It’s a staple of introductory economics – the lipstick index, and how women’s spending on cosmetics tends to grow in negative proportion to a nation’s economy.
Previously though, it was linked to a skin-deep (and largely male) supposition that a small affordable treat was a psychological mood boost to women facing hard times.
New research suggests that it is, in fact, more akin to battle-dress.
During tough economic times, women engage in the “lipstick effect,” stocking up on cosmetics and beauty products — a simple and familiar way to address their personal economic situation.
The phenomenon has occurred during every major recession in U.S. history and multiple explanations for it have been proposed, but new research from the University of Notre Dame and Bocconi University, for the first time, shows that women’s motivations during these economically challenging times have moved beyond women’s instinctive need for a male provider.
Women are using makeup to get ahead professionally, according to “Strategically Stunning: The Professional Motivations Behind the Lipstick Effect,” forthcoming in Psychological Science from McKenzie Rees, postdoctoral teaching and research associate in Notre Dame’s Mendoza College of Business, and Ekaterina Netchaeva, assistant professor in the Department of Management and Technology at Bocconi University.
Lipstick sales reportedly soared following the 9/11 terrorist attacks, and in 2008 when the rest of the economy suffered record sales declines, cosmetics giant L’Oreal’s figures revealed sales growth of 5.3 percent. Rees says women weren’t simply hoping to lure a financially stable partner, as past research has indicated.
McKenzie Rees McKenzie Rees
“We show that women use makeup to ensure that they achieve their professional ambitions as well as their romantic ambitions,” she says. “Previous work on the lipstick effect has argued that women only use beauty products to attract a romantic partner. Our work suggests that women not only use makeup as a tool in professional settings, but that they may even prefer it over relying upon a romantic partner for monetary resources that they need to survive in economically challenging times.”
Among the studies they conducted for this article, the researchers surveyed an employed sample of U.S. women to understand the nature of the relationship between economic difficulty, professional and romantic goals, and their makeup preferences. The experiment demonstrated that women who are concerned about the economy are interested in obtaining the needed monetary resources through a combination of a romantic partner and favorable impressions in the workplace — the goals they attempt to achieve through makeup use.
In other experiments, the researchers employed samples of both employed and unemployed U.S. women. They asked women to either assess their concern for the economy or read articles with varying suggestions that the economy was headed toward a recession.

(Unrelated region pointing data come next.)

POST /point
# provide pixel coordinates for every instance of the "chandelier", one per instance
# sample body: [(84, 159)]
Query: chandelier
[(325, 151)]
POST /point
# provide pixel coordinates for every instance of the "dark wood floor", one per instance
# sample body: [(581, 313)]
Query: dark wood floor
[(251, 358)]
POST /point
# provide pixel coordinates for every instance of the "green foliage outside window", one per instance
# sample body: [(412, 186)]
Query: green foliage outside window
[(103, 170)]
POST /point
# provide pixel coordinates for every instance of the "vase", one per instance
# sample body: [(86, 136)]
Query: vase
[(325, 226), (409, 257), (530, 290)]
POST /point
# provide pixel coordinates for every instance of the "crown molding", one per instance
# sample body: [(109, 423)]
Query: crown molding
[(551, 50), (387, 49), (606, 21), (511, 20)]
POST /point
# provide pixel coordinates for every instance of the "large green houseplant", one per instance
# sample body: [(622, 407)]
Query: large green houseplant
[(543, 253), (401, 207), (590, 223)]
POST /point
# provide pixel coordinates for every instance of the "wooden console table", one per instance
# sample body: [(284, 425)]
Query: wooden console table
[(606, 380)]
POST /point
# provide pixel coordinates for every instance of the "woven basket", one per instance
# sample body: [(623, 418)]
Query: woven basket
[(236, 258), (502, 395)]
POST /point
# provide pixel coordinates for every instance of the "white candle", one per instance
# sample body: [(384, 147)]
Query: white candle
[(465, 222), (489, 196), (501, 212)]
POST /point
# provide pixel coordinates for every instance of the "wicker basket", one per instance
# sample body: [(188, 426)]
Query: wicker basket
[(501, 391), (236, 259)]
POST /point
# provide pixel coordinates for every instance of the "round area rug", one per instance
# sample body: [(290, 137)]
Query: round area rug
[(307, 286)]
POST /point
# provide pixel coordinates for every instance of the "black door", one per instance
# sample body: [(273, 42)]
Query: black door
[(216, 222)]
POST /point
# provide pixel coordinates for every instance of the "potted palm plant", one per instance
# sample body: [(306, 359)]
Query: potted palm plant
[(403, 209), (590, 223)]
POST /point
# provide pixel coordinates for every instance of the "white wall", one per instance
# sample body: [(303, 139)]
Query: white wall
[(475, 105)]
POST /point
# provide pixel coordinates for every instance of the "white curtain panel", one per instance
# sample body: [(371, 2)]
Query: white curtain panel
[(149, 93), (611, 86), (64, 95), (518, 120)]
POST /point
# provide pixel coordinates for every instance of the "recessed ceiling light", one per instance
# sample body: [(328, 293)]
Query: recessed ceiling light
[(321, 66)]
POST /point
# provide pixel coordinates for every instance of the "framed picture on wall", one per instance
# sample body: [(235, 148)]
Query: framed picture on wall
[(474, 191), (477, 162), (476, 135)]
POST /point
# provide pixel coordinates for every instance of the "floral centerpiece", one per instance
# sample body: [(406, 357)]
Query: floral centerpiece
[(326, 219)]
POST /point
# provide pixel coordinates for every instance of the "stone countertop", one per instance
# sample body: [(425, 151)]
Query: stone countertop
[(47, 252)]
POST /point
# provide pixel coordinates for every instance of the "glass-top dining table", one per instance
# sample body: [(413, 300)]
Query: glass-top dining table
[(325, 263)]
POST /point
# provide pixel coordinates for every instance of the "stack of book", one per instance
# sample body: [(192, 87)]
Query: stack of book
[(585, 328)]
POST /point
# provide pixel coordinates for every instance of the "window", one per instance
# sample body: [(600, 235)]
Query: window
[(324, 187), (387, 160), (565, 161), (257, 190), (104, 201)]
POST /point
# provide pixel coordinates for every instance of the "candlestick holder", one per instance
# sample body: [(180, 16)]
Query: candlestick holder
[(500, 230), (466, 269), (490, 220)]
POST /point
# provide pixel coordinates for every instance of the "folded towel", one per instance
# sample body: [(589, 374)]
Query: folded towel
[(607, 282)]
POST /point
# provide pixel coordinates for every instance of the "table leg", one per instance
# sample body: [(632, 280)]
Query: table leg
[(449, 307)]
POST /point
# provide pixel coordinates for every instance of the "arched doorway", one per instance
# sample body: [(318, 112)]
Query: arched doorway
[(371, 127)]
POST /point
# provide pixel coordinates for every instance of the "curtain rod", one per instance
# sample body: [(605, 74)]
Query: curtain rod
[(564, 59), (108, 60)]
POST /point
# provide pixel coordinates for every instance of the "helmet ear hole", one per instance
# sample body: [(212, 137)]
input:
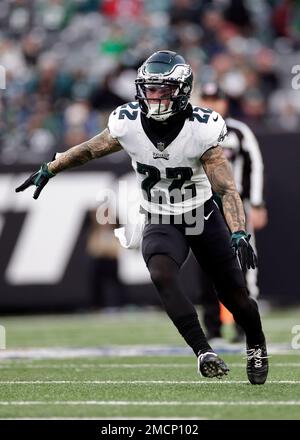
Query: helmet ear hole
[(164, 68)]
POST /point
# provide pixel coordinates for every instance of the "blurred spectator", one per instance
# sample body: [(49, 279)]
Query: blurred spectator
[(56, 52)]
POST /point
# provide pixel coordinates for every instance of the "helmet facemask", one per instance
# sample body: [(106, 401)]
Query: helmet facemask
[(163, 88), (159, 100)]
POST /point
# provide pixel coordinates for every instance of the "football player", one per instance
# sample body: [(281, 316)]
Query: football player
[(242, 151), (175, 152)]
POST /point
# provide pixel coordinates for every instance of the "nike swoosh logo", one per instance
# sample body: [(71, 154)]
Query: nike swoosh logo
[(208, 215)]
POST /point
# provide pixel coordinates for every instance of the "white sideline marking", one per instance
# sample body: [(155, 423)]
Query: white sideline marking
[(129, 351), (137, 382), (152, 403), (149, 365)]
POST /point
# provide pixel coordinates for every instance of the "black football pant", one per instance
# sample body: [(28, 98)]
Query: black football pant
[(165, 248)]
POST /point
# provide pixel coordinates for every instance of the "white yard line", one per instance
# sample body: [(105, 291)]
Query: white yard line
[(22, 364), (151, 403), (138, 382)]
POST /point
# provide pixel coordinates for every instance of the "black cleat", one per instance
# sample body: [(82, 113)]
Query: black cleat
[(257, 364), (210, 365)]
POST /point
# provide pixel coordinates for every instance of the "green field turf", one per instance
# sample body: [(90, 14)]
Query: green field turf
[(139, 386)]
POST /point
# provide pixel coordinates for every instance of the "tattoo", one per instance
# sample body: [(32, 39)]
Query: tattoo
[(98, 146), (219, 173)]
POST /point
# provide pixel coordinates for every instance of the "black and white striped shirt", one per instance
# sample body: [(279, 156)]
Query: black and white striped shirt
[(242, 150)]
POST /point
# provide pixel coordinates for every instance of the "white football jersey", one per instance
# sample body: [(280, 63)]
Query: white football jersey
[(171, 178)]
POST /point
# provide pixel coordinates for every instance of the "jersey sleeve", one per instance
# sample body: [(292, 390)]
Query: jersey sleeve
[(216, 131)]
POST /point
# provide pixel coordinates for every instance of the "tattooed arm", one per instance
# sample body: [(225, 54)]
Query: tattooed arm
[(98, 146), (219, 173)]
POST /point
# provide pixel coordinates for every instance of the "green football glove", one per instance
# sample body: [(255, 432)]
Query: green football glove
[(40, 178), (243, 250)]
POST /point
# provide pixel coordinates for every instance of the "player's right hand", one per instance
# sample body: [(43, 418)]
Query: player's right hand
[(243, 250), (40, 178)]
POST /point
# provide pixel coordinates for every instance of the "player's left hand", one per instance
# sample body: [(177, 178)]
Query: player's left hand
[(40, 179), (243, 249)]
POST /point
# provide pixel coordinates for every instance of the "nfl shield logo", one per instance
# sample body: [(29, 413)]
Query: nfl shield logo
[(160, 146)]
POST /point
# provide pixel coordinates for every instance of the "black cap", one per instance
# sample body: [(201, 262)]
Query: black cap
[(212, 90)]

Then, participants were asked to choose between products that promised to make them more appealing to men or products that promised to improve their professional image. Results showed that when women were concerned about the declining economy, they were more likely to prefer products that improved their professional image, even when such products explicitly stated that they would not also help their appeal to men.
“Our research demonstrates that women who are concerned about their economic situation no longer look to a man to alleviate their concern,” Rees says. “Rather, they are willing, and even prefer to take the matter into their own hands and improve their economic situation on their own. Women have recognized that enhancing their appearance can help them in this pursuit, and thus seem to favor improving their professional appearance over their romantic attractiveness, which suggests they are more motivated to obtain resources through a job than through a partner.”
Rees’ research focuses on areas related to ways in which various roles in an organization influence ethical behavior, ethical decision making in competitive contexts and the obligations and responsibilities that individuals feel in high-profile roles.